Разговор принимал поистине мужской оборот. Слегка дрогнув, Сережа спросил:

– У вас в уголках?

– В каких уголках?

Сережа руками показал угловые скобки.

– Нет, но, думаю, и так ясно. А у вас ведь, небось, не просто заглавие, а сюжетный лейтмотив? – иезуитствовал я.

– Да, я и стихи для героя написал, там «нрзб» зарифмовано…

– У меня не зарифмовано, я взял пушкинские… Знаете, если я не дарил книжку, можно посмотреть на моем сайте. – Я повел рукой в сторону внутренних комнат.

Но Сережа, как написали бы мои любимые авторы, не сделал ни малейшей попытки предъявить стул.

– Нет, – демонстрируя мужскую выдержку, сказал он, – я себе настроение портить не буду.

Тут драматическая сцена прервалась – с дачи приехало Сережино семейство, и мы попрощались, наскоро поклявшись никому ни слова.

Вечером Сережа позвонил.

– Алик, вы очень расстроились, что я не читал «Виньетки»?

– Ну уж, наверно, не больше, чем вы, что не читали «НРЗБ».

– Да, ужасно. Я даже поплакался Лене. Она поддержала меня, сказала: «Не уступай». Знаете, я потом в интервью все объясню…

Мне никаких интервью не предстояло, и я стал немедленно рассказывать знакомым, разумеется, под честное мужское никому ни гу-гу. А на другой день позвонил сам.

– Вот вы, Сережа, не любите вебсайтов, а я тут готовлю к вывешиванию статью, собственно, не статью, а главу из одной книги, точнее, не из книги, а из учебника, да, учебника, для высших и средних учебных заведений с гуманитарным уклоном, – про «НРЗБ» пишут.
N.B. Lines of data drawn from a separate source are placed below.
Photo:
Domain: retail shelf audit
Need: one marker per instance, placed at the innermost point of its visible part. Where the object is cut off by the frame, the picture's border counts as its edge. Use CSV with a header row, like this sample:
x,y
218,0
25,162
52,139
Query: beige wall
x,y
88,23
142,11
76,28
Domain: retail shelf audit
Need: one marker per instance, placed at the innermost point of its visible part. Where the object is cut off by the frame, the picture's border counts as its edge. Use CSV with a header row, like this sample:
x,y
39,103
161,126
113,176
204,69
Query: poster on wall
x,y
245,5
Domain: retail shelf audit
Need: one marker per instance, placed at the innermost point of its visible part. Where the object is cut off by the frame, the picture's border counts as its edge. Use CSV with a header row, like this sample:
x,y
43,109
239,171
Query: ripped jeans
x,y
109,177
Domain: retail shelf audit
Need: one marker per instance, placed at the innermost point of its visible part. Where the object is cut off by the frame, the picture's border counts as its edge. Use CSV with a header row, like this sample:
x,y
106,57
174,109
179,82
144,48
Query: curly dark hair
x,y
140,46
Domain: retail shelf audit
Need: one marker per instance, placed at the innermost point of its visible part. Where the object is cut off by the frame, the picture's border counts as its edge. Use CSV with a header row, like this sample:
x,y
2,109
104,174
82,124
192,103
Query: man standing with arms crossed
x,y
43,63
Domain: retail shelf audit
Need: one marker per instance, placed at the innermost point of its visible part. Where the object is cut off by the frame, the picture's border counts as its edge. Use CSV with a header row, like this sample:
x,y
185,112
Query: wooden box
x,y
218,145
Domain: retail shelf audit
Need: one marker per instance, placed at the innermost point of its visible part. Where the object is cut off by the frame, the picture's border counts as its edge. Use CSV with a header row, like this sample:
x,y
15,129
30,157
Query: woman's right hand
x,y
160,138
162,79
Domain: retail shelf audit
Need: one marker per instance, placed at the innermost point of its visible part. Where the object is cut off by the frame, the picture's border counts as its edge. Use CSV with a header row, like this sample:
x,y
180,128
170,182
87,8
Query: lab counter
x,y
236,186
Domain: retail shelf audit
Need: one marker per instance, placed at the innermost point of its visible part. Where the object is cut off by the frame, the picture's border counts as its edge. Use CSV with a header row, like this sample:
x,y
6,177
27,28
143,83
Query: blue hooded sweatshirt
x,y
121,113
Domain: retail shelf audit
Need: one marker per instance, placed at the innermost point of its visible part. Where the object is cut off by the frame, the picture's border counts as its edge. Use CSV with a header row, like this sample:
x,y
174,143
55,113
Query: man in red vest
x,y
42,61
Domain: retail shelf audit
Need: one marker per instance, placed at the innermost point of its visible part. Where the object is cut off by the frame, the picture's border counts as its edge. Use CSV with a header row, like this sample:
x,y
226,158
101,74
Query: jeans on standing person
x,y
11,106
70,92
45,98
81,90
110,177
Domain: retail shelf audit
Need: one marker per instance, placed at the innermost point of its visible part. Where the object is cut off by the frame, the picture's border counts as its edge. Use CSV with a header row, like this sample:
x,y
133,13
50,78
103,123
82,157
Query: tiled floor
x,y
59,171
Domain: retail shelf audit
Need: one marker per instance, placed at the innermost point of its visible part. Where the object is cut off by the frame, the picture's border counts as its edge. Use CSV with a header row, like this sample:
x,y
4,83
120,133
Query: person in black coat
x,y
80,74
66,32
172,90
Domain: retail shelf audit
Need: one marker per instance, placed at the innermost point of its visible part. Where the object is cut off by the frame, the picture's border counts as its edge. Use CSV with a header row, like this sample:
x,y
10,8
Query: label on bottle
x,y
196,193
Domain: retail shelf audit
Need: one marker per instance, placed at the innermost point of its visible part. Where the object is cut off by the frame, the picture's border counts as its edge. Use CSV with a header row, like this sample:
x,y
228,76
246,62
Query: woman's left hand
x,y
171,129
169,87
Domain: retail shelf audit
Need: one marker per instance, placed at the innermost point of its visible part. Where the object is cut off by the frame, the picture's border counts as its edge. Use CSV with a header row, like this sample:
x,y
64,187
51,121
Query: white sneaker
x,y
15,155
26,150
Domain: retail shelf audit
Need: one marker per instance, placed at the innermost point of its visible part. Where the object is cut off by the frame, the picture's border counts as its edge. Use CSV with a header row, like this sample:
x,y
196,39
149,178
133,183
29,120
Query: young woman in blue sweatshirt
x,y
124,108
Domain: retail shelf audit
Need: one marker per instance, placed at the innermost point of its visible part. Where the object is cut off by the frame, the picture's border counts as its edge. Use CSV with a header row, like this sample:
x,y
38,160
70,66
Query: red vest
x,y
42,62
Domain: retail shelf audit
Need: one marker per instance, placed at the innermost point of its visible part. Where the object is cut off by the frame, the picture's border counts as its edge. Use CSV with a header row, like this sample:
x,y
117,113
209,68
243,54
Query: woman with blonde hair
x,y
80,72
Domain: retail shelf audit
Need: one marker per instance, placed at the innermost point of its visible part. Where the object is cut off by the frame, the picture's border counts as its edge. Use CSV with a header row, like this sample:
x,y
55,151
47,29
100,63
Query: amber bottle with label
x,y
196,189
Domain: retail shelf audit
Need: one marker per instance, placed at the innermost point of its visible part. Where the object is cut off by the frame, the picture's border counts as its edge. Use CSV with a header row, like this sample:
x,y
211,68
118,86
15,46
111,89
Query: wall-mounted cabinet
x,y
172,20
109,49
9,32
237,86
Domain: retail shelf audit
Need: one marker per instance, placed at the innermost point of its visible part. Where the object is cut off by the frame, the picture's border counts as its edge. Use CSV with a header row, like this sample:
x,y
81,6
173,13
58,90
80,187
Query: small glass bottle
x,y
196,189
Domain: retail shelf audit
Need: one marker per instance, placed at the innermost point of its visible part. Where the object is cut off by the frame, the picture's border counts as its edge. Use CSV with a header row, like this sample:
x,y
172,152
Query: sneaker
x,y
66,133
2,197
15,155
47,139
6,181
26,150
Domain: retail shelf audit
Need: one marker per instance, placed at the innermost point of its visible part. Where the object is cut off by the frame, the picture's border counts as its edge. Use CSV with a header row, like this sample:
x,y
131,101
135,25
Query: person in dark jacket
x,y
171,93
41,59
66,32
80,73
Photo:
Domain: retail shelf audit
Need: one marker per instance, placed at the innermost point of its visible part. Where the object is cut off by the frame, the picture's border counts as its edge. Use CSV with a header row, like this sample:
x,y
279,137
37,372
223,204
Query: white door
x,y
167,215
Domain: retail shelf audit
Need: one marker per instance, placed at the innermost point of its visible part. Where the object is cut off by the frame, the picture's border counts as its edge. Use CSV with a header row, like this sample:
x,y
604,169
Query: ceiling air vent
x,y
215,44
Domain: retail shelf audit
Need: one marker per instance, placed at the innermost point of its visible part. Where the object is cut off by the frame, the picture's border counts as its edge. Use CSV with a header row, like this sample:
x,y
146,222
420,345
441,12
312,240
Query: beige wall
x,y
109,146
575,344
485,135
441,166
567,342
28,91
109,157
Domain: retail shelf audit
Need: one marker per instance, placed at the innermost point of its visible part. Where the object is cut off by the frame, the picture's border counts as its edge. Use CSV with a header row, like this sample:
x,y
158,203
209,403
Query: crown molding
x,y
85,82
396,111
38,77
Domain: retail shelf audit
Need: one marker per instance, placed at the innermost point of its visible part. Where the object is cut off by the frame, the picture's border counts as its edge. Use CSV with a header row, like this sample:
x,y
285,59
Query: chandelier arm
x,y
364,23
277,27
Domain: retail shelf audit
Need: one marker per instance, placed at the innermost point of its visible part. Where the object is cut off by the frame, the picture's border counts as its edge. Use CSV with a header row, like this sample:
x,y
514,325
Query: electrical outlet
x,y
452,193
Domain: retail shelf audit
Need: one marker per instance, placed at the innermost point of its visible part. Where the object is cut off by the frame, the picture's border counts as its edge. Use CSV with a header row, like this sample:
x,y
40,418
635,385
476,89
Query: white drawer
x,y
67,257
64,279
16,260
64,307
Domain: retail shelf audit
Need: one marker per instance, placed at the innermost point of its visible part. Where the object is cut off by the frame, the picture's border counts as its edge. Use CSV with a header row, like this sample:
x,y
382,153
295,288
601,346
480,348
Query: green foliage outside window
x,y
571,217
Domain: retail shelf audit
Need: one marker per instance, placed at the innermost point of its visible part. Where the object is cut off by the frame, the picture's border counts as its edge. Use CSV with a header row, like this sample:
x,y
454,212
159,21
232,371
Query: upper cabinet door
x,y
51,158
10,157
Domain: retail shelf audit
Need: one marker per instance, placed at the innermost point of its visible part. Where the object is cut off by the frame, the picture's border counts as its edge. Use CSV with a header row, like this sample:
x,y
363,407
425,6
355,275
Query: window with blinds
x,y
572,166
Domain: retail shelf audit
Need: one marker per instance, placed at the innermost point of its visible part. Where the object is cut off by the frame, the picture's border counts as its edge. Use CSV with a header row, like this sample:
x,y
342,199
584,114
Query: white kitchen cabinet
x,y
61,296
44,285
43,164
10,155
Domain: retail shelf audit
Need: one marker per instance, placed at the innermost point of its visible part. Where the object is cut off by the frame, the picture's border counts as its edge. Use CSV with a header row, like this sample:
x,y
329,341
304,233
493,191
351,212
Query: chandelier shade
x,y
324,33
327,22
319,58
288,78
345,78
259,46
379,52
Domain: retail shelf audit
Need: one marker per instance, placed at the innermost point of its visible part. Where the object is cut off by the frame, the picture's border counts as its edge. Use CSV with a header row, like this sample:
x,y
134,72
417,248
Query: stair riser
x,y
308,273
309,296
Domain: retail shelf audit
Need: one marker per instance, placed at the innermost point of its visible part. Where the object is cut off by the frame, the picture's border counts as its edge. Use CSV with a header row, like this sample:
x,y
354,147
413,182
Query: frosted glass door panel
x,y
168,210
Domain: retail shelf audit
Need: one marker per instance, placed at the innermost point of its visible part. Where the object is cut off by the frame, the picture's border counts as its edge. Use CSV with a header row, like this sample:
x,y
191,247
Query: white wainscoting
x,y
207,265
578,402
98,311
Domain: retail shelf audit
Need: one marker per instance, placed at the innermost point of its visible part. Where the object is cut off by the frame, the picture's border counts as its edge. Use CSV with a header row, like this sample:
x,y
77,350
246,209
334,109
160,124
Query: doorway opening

Так что, как вы, с двумя школьниками в семье, это пропустили, ума не приложу.

– Да, ужасно. Я даже Акунину пожаловался. Он говорит, надо менять. Я говорю, подумаешь, вот у тебя «Особые поручения» – таких названий в литературе, наверняка, десятки. Да, говорит, но, понимаешь, у меня проза массовая, а у тебя элитная.

– Будем утешаться тем, что доказано мое моральное право вас исследовать. Конгениальность налицо.

– Я решил вообще изменить стиль заглавия, тем более что вещь фабульная.

– Например, «Я вас любил…»?

– Да, что-нибудь простое, вечное. А то «НРЗБ» слишком привязывало мою повесть к 90-м годам.

Следующий раунд состоялся за прощальным кофе перед моим отлетом в Штаты.

– Алик, я нашел у себя вашу книжку, с надписью. Я узнал ее…

– В ответ признаюсь, что под честное слово иногда рассказываю эту историю.

– А уж я-то!..

Мы попрощались крепким мужским рукопожатием, и я улетел умиротворенный, тем более что Сережа с немногословной мужской деликатностью вплел в разговор цитату из «Виньеток».

…Проходит два месяца – получаю e-mail: «Dorogoi Alik! Vse-taki NRZB obzhalovaniju ne podlezhit. Izvinite. Vash S. G.».

Что тут поделаешь? Как сказал в соответствующем интервью, кажется, Глинка, а до него, кажется, Мольер: «Je prends mon bien partout ou je le trouve» («Я беру свое добро везде, где нахожу»). И, как писал тот же неразборчивый Пушкин, ветру и орлу И сердцу девы нет закона. Гордись: таков и ты, поэт, И для тебя условий нет.

Не немецкий, а ненецкий

«Мемуарные виньетки» печатаются, а также вывешиваются в Интернете, и на них поступают отклики.

Некоторые критические, но очень полезные. Так, мне уже указали на ошибки во французском и английском; в Интернете исправил, в книжках исправляю по мере раздаривания.

Одна из бывших жен заявила по телефону претензию, что изображена исключительно в бытовом плане, а она уже четверть века как кандидат наук, в Америке у нее своя компьютерная компания – она и работодатель, и менеджер, и руководитель проекта. Я ответил, что жалобы пожарных на их неправильное изображение в романе – сюжет в советской литературе известный, и конфликт постепенно уладился.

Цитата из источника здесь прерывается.